File under "phrases I would not want to find on my homework." A tipster who is currently enrolled in COS 423: Analysis of Algorithms showed us this choice excerpt from their first problem set:

6. (Extra credit) We proved in class that if we use a regular or strictly regular redundant binary representation, adding 1 changes at most 3 digits, which means that counting from 0 to n takes at most 3n digit changes, whereas counting to from 0 to n using the standard binary representation takes at most 2n digit changes.  But is the 3n tight?  Use an amortized analysis to obtain the best upper bound you can (best constant factor) on the total number of digit changes to count from 0 to n using (a) the regular representation (regular addition) and (b) the strictly regular representation (strictly regular addition). This problem is extra credit because I don’t (yet) know the answer.

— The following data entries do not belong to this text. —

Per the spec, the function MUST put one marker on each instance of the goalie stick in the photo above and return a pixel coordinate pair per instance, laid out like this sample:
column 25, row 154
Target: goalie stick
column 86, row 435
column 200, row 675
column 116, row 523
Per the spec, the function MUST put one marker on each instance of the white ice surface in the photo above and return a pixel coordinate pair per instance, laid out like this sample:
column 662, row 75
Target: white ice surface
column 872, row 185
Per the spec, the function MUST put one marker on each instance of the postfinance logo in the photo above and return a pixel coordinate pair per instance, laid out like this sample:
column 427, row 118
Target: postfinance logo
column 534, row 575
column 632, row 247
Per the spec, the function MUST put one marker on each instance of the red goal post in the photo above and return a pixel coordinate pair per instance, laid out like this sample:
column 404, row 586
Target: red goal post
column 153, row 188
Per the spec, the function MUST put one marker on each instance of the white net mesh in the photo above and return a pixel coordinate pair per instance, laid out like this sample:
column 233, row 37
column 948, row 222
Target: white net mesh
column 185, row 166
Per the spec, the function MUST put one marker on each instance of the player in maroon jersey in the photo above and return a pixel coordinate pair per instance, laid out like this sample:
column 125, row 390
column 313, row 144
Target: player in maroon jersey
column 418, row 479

Yes, Robert Tarjan -- star professor in the Computer Science department and recipient of the Turing Award, the field's highest distinction -- assigned an exercise that even he didn't quite know the answer to. Something of an intimidating assignment.Because this problem could bear some translating, COS 423 student Ajay Roopakalu '13 helped put it in layman's terms. He explained that some aspects of algorithms analysis are a "science" while other aspects are an "art." In an amortized analysis, there is room for creativity; you can tinker with the variables of the potential function to produce slightly different bounds on time. The professor was basically seeing if they could design a function with "better time bounds than the one classically used." Tarjan should be commended for this novel, if ambitious, idea: assign open problems to your students and see if something brilliant pops out!